Children are often aware on some level of the violence happening around the country, said Gurwitch, a professor in the department of psychiatry and behavioral sciences at Duke University Medical Center and senior adviser for the terrorism and disaster program of the National Center for Child Traumatic Stress Network. And even the best lockdown drills can stoke fear and anxiety in them, Schonfeld added.

They are faced with a threat to their assumptive world, or an event that reshapes the assumptions they make about the world from a young age, he said. They also can be subject to secondary stress, which can happen when the trauma they observe affects them, said Charles Figley, director of the Tulane University Traumatology Institute.

Lockdown drills are not always in preparation for an active shooter; they can be for any threat of danger, but they are not necessarily conducted the same across the country and can have a negative impact on students when done the wrong way, said Jaclyn Schildkraut, associate professor in the department of criminal justice at the State University of New York at Oswego, whose research focuses on school and mass shootings.

Not all drills are equal

There is some benefit to preparing for potential disaster, Schonfeld said.

We want to know some level of protocol is in place to maintain calm and as much safety as possible if there were a lockdown, just as if there were a fire, earthquake or tornado, he said.

But there are ways to conduct them that are better for students’ mental well-being, Schildkraut said.

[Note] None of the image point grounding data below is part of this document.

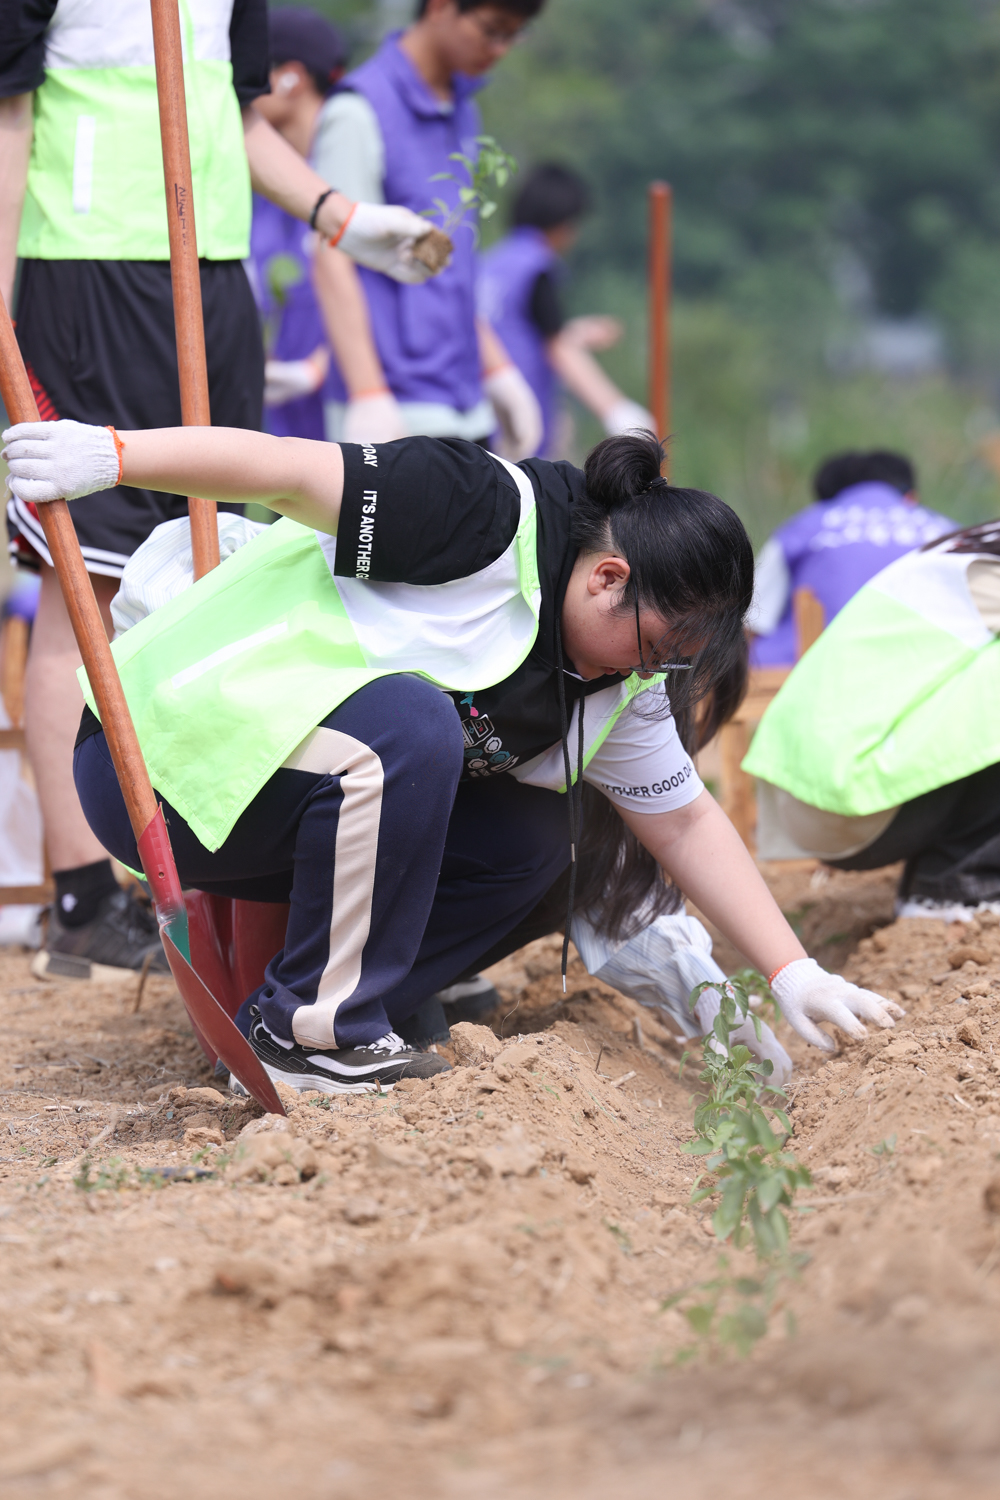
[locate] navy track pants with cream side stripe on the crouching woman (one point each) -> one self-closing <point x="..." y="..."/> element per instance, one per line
<point x="400" y="878"/>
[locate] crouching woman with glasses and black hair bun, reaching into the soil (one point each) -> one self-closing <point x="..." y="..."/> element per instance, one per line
<point x="386" y="706"/>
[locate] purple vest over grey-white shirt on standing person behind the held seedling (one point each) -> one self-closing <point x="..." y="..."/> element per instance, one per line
<point x="425" y="335"/>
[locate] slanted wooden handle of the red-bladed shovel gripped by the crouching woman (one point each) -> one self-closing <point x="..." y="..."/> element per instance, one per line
<point x="68" y="560"/>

Drills should not be a surprise. Ideally parents are made aware, and students will know that the procedure is a drill and that there isn’t a present danger, Gurwitch said.

“There can be some calmness in knowing that this is what I’m supposed to do,” she added. “I don’t think my school is going to catch on fire because we have a fire drill, but I know what to do should that happen.”

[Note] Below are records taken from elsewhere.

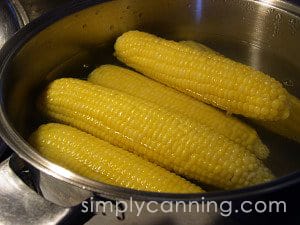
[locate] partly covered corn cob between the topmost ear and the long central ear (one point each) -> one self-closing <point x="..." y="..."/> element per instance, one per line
<point x="130" y="82"/>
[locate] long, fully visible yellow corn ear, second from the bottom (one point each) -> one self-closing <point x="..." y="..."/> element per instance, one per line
<point x="167" y="139"/>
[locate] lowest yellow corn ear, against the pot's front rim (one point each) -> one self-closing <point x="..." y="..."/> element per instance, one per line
<point x="101" y="161"/>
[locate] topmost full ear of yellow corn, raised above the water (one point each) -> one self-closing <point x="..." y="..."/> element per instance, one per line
<point x="208" y="77"/>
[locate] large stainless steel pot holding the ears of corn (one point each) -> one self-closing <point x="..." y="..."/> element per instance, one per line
<point x="79" y="36"/>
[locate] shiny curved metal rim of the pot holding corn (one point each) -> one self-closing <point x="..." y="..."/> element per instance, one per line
<point x="27" y="153"/>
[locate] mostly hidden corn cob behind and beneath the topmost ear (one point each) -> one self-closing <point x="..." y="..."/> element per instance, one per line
<point x="290" y="127"/>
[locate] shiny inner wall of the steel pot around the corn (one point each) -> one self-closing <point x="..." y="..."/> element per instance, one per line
<point x="249" y="32"/>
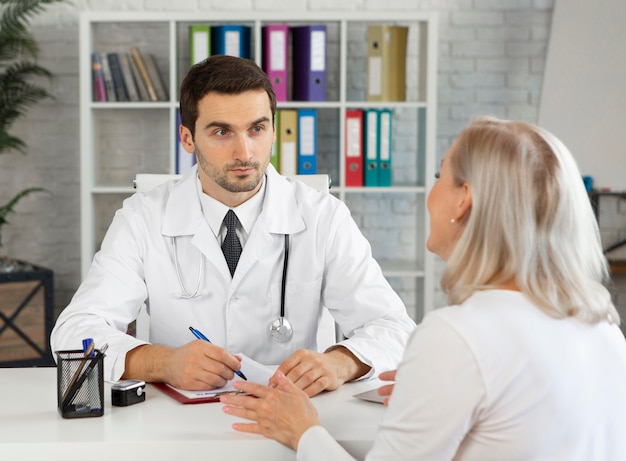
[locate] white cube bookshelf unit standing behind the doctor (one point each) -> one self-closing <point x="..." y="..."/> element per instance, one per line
<point x="120" y="139"/>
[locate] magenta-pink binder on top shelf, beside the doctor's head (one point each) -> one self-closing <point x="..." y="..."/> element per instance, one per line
<point x="275" y="62"/>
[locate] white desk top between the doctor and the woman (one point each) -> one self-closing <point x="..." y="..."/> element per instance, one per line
<point x="160" y="428"/>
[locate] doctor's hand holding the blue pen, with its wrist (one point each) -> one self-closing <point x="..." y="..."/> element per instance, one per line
<point x="197" y="365"/>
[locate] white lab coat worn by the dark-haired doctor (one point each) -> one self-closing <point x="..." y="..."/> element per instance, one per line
<point x="330" y="264"/>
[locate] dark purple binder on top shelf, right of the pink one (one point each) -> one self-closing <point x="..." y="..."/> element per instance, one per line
<point x="309" y="63"/>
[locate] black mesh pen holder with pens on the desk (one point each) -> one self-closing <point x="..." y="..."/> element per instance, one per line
<point x="80" y="384"/>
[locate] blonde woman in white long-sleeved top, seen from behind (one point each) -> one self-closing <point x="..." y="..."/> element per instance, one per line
<point x="527" y="362"/>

Drills should also never be sensationalized with fake blood and gunshots or people portraying perpetrators, Schonfeld said. Those exercises, called active shooter or high-intensity drills, don’t show a benefit to students and can be unnecessarily overwhelming, he said.

“We do not raise the temperature and put smoke in the hallway to simulate a real fire,” he said.

Schildkraut trains schools in drills and collects data about the impact they have on students. And preparation that teaches them how to seek safety can relieve some level of anxiety, she said.

Training can go too far, however, Schonfeld said. Preparation that tells children they should intervene in a violent situation can put them in an impossible situation and then leave them with feelings of guilt and shame in the aftermath of an actual attack, he added.

How we can help kids

Supporting kids through their fears about possible violence at school isn’t easy, but making an effort to do so can start simply, Gurwitch said.

First, adults have to begin a conversation. It can be hard to bring up scary topics, but avoiding them can make kids feel like they don’t have a place to go to ask questions — which is key to them feeling safer.

Kids of various ages likely have different levels of awareness, and it is important to take their developmental stage into account when talking about violence and lockdown drills, Gurwitch said. You can start by asking what they know already.

As caregivers, we want to give kids reassurance that nothing bad will ever happen to them but avoid doing so or minimizing their fears, Schonfeld said.

We can reassure them that the adults in their lives are doing everything they can to keep them safe and show them actions your family, school and community might be taking, Gurwitch added.

It is also important to share and model the coping skills you use, such as breathing, distraction, meditation and conversations with loved ones. Make sure your kids know that different things work for different people, but you are there to help them find out what works best for them.

Reports of violence and preparations for its possibility in a place students go almost every day can be stressful, and it’s not surprising these stoke feelings of fear, grief or anxiety. How those feelings manifest may not look the same for all kids — there can be headaches, behavior changes or school absences — so be sure to keep the conversation open and don’t be afraid to seek help from a mental health professional, said Figley of the Tulane institute.